Of course, counting other people’s blessings for them is seldom a good idea – unless you’re sharing their difficulties as well. Consider the astoundingly thankfulBetsie ten Boom, who, according to her sister Corrie, was even thankful for the fleas which infested their barracks in Ravensbrück concentration camp. Why? Because of Paul’s urging to “Be thankful in all circumstances, for this is God’s will for you who belong to Christ Jesus.” Corrie admits to having been somewhat dubious, until she realized that their contraband Bible and totally forbidden Bible studies were escaping notice because none of the camp staff wanted to go in to inspect the place. God moves in mysterious (and sometimes itchy) ways…
So if Betsie could be grateful even for fleas in a concentration camp, surely we can find things to be grateful for in our own lives! Let us be honest with ourselves. Very few people will not be thankful if they are given an obvious gift, but the world still has an enormous number of basically negative people. I know – I’m a recovering negativeer myself. The problem isn’t that we are all basically pre-haunting Ebenezer Scrooges; the problem is that we don’t recognize most things as gifts. As G. K. Chesterton pointed out, “When we were children we were grateful to those who filled our stockings at Christmas time. Why are we not grateful to God for filling our stockings with legs?”
You may answer, because we don’t all believe in God. And perhaps you don’t, but it is still necessary for you to be grateful, even if you find yourself in the somewhat awkward position of being full of undirected thanks. Because people who are not grateful, who are never thankful for all the good things in their life but take them all for granted and focus only on the shortcomings and lacks – these people do not have good lives.
I don’t mean to suggest that if you expect bad, bad happens, and if you expect good, good happens. Your attitude isn’t in complete control of what happens to you, but it does control how you experience what happens to you. Life is a mix of good and bad for everyone. What matters is what you focus on and what you skate over. Beauty isn’t the only thing in the eye of the beholder.
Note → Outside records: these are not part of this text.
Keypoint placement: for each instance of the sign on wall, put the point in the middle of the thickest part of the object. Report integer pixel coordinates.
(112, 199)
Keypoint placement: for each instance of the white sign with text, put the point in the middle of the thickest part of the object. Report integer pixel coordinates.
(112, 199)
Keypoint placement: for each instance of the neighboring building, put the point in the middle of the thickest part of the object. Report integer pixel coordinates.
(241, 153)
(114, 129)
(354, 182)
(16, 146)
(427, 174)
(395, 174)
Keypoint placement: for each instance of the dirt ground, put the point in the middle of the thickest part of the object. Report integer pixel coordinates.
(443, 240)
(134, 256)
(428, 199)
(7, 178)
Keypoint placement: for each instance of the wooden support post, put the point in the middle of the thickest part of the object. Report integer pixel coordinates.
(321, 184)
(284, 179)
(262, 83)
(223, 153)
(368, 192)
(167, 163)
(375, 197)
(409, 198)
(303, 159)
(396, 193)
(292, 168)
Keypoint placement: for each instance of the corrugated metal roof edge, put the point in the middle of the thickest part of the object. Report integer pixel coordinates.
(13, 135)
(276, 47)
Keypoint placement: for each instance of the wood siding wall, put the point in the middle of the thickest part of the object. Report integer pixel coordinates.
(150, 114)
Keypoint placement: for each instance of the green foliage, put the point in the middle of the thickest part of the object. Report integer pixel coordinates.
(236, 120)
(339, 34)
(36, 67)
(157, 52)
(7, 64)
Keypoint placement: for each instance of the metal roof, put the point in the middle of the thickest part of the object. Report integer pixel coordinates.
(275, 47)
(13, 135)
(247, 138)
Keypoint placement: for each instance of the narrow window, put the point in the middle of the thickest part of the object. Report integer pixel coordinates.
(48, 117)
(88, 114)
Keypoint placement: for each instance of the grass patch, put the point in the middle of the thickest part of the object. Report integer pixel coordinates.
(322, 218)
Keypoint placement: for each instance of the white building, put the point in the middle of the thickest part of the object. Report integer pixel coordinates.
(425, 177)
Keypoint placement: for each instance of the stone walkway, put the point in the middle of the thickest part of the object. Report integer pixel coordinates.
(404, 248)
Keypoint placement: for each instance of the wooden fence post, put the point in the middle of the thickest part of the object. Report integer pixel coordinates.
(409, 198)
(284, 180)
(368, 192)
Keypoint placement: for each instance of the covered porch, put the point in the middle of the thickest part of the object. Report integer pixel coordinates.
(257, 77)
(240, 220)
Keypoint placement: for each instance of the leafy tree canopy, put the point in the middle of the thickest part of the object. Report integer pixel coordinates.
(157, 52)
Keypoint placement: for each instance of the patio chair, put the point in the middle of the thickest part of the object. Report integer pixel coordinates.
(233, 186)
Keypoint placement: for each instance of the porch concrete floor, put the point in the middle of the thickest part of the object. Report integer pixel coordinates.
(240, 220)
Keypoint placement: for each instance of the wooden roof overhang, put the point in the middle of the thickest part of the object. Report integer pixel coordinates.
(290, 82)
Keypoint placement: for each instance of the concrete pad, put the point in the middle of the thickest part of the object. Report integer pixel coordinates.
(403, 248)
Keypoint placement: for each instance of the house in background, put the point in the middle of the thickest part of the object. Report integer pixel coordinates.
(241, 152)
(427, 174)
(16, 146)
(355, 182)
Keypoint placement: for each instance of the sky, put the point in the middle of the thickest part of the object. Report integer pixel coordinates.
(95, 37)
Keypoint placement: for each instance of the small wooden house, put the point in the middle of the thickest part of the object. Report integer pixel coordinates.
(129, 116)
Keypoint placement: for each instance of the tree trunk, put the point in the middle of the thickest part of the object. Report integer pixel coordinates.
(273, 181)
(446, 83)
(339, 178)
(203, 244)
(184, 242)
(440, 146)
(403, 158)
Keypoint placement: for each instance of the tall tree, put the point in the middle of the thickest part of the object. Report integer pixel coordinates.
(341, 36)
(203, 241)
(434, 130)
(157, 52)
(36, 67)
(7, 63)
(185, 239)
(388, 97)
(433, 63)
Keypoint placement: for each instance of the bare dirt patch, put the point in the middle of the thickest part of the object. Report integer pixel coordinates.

Two years ago, 689,000 Facebook guinea-pigs users were subjected to an experiment: if what they saw on Facebook was filtered to skew more positive or more negative, would what they wrote move in the same direction? Answer: yes. There is quite a bit of controversy about this – not least the ethics of experimenting on people’s emotional balance without their permission, or, indeed, knowledge – but it raises an interesting point.
So be grateful. Not just for the obvious things, but for the unlikely ones, the ones that aren’t immediately recognizable; the ones that fade into the background of your life, the blessings that are too big to notice. Because there’s a reason why the word “ungrateful” is so often followed by the word “wretch”.
As with so many things in life, gratitude is easier if you get in the habit of it. The Caped Gooseberry and I finish each day tucked up in bed thanking God for the good things of the day. It’s something the Caped Gooseberry started in the earliest days of our marriage, and we’ve made it a habit. It works for us, and it makes sure that at least once each day, we focus on seeing the good. Even the worst day, when reviewed in memory, proves to have hidden pockets of blessings for which to be thankful.
And happily, there is no statute of limitations on gratitude! You can be thankful for the same thing(s) for years; you can be thankful for something you just remembered from years ago. There’s no correct technique to worry about, just have at it! But if you’ve forgotten how to be grateful, take a course of Pollyanna.